White House spokesman Robert Gibbs insisted on Tuesday that Obama has not pressed Speaker Nancy Pelosi and other pro-Armenian congressional leaders to block the genocide bill. “I do not believe that the president has made any calls specifically on this, and I think his views on this are known,” Gibbs told journalists.
House Resolution 252, introduced by Rep. Adam Schiff (D-Calif.) and spearheaded by House Foreign Affairs Committee Chairman Howard Berman (D-Calif.), Congressional Armenian Caucus Co-Chairman Frank Pallone (D-N.J.), Rep. Brad Sherman (D-Calif.), Rep. Anna Eshoo (D-Calif.), and Rep. Jackie Speier (D-Calif.), along with a bipartisan base of Congressional leaders from across the U.S. including incoming House Majority Leader Eric Cantor (R-Va,), incoming House Majority Whip Kevin McCarthy (R-Calif.), and Foreign Affairs Committee Member Ed Royce (R-Calif.). The resolution currently has 149 co-sponsors.

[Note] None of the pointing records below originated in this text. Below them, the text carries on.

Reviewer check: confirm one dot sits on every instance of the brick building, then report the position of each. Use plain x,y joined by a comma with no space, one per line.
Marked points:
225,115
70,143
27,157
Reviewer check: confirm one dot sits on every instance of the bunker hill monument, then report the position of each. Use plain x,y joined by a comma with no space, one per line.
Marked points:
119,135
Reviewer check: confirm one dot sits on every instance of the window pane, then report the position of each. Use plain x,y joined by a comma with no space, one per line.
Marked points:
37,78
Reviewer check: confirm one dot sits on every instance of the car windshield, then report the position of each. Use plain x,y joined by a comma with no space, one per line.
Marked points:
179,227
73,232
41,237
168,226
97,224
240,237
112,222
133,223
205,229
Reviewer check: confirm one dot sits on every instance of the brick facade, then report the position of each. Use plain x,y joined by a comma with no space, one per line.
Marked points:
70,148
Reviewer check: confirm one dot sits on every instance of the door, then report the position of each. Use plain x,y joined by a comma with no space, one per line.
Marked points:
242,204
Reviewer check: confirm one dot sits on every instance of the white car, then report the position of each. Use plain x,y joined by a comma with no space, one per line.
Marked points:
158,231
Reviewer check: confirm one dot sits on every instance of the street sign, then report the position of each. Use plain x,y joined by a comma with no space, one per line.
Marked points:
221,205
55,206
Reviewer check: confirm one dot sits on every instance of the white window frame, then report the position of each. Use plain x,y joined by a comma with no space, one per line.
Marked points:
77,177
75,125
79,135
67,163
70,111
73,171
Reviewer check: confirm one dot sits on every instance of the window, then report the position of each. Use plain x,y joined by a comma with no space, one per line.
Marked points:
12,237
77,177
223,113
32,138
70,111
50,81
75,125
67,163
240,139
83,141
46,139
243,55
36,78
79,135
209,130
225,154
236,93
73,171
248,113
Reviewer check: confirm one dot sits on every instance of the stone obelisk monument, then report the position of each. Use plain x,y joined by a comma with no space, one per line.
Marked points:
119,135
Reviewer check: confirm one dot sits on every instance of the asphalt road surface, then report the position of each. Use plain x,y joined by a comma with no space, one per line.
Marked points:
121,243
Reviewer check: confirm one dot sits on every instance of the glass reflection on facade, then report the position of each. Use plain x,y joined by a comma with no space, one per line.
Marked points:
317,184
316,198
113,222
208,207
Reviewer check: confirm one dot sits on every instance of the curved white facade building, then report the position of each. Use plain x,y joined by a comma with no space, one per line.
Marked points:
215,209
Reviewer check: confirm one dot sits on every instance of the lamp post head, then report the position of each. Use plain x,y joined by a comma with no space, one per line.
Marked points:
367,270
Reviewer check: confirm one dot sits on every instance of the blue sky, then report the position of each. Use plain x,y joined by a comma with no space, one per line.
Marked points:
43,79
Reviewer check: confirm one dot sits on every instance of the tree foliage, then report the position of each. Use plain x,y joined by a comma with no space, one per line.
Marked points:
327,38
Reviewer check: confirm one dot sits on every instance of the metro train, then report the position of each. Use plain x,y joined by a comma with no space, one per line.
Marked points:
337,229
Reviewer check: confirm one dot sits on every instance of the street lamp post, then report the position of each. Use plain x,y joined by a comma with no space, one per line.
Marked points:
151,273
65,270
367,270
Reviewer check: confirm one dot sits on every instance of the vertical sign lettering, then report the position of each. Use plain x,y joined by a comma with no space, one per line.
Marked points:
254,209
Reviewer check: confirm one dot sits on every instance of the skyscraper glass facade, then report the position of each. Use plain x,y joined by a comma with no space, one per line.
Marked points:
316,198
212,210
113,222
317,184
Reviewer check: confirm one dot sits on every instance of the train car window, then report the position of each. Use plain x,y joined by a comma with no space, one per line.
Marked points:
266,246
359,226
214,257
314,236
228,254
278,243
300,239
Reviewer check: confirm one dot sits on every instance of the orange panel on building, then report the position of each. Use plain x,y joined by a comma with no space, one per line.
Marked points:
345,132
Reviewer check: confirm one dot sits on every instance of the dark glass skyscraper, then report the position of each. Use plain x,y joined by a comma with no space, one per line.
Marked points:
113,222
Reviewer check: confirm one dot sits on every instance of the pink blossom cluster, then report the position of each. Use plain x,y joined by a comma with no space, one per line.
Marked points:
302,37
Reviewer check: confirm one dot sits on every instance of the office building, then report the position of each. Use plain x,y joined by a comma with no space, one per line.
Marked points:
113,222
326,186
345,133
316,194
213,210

The Armenian Genocide Resolution “calls upon the president to ensure that the foreign policy of the United States reflects appropriate understanding and sensitivity concerning issues related to human rights, ethnic cleansing, and genocide documented in the United States record relating to the Armenian Genocide and the consequences of the failure to realize a just resolution.” It goes on to urge the president, in his “annual message commemorating the Armenian Genocide issued on or about April 24, to accurately characterize the systematic and deliberate annihilation of 1,500,000 Armenians as genocide and to recall the proud history of United States intervention in opposition to the Armenian Genocide.”